El amor hace fecundo al dolor y el dolor hace profundo al amor
El misterio de la cruz fue envolviendo toda su vida, hasta la entrega suprema de su vida por los niños y madres en la cámara de gas de Auschwitz-Birkenau, no sólo escribió páginas profundas sobre la “ciencia de la cruz”, sino que llego hasta el calvario, coronada con espinas, configuró su vida con la de Cristo. “Por la experiencia de la cruz, Edith Stein pudo abrirse camino hacia un nuevo encuentro con el Dios de Abraham, de Isaac y de Jacob, Padre de nuestro Señor Jesucristo. La fe y la cruz fueron inseparables para ella. Al haberse formado en la escuela de la cruz, descubrió las raíces a las que estaba unido el árbol de su propia vida. Comprendió que era muy importante para ella «ser hija del pueblo elegido y pertenecer a Cristo, no sólo espiritualmente, sino también por un vínculo de sangre».”[10]
Es para nosotros una invitación hoy en su fiesta, poder releer nuestra vida, nuestra historia personal, y en ella redescubrir el nuevo encuentro con Dios, no desde la negación y rechazo, sino desde la aceptación, abrazando con amor nuestra propia historia, también la historia de nuestra Iglesia, con sus aciertos y errores, con sus triunfos y fracasos, con nuestra Iglesia que es santa y pecadora. En la entrega incondicional podemos unirnos plenamente con Cristo, y con nuestra Iglesia, así nos lo explica Edith: “Cualquiera que a lo largo del tiempo haya aceptado un duro destino en memoria del Salvador sufriente, o haya asumido libremente sobre sí la expiación del pecado, ha expiado, en parte, el inmenso peso de la culpa de la humanidad y ha ayudado con ello al Señor a llevar esta carga; o mejor dicho, es Cristo-Cabeza, quien expía el pecado en estos miembros de su cuerpo místico que se ponen a disposición de su obra de redención en cuerpo y alma”[11]
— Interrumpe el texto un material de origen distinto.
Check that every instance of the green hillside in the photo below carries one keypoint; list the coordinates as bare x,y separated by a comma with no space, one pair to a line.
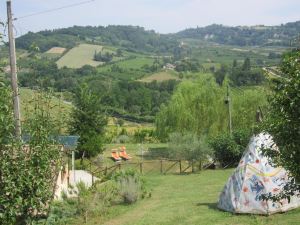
79,56
60,109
Ella misma nos anima en este caminar, “Cristo ofreció su vida para abrir a los hombres las puertas de la vida eterna, más, para ganarla, hay que renunciar a la terrena. Hay que morir con Cristo y con El resucitar; morir con la muerte del sufrimiento que dura toda la vida, con la negación diaria de sí mismo y, si se tercia, con la muerte sangrienta del martirio por el Evangelio.”[12], una búsqueda incansable de la verdad, una renuncia diaria de si mismo, y un cargar la cruz con Cristo es el testamento de amor que nos deja nuestra Santa.
Deseo terminar esta reflexión con las palabras del Santo Padre Juan Pablo II en ocasión de la canonización de Edith:
“Que la nueva santa sea para nosotros un ejemplo en nuestro compromiso al servicio de la libertad y en nuestra búsqueda de la verdad. Que su testimonio sirva para hacer cada vez más sólido el puente de la comprensión recíproca entre los judíos y los cristianos.
¡Tú, santa Teresa Benedicta de la Cruz, ruega por nosotros! Amén.
[1] Cfr. Lev 16,16-17
[2] La oración de la Iglesia, en Obras 402.
[3] MISA DE CANONIZACIÓN DE LA BEATA TERESA BENEDICTA DE LA CRUZ “HOMILÍA DEL SANTO PADRE JUAN PABLO II”
[4] Mt 24,45
[5] Cartas 63.
[6] MISA DE CANONIZACIÓN DE LA BEATA TERESA BENEDICTA DE LA CRUZ “HOMILÍA DEL SANTO PADRE JUAN PABLO II”
[7] Como llegué al Carmelo de Colonia, en Obras 195-196.
[8] Lc 23,26
[9] Carta Navidad 1932, en Cartas 143.
[10] MISA DE CANONIZACIÓN DE LA BEATA TERESA BENEDICTA DE LA CRUZ “HOMILÍA DEL SANTO PADRE JUAN PABLO II”
[11] Amor por la cruz, en obras 259.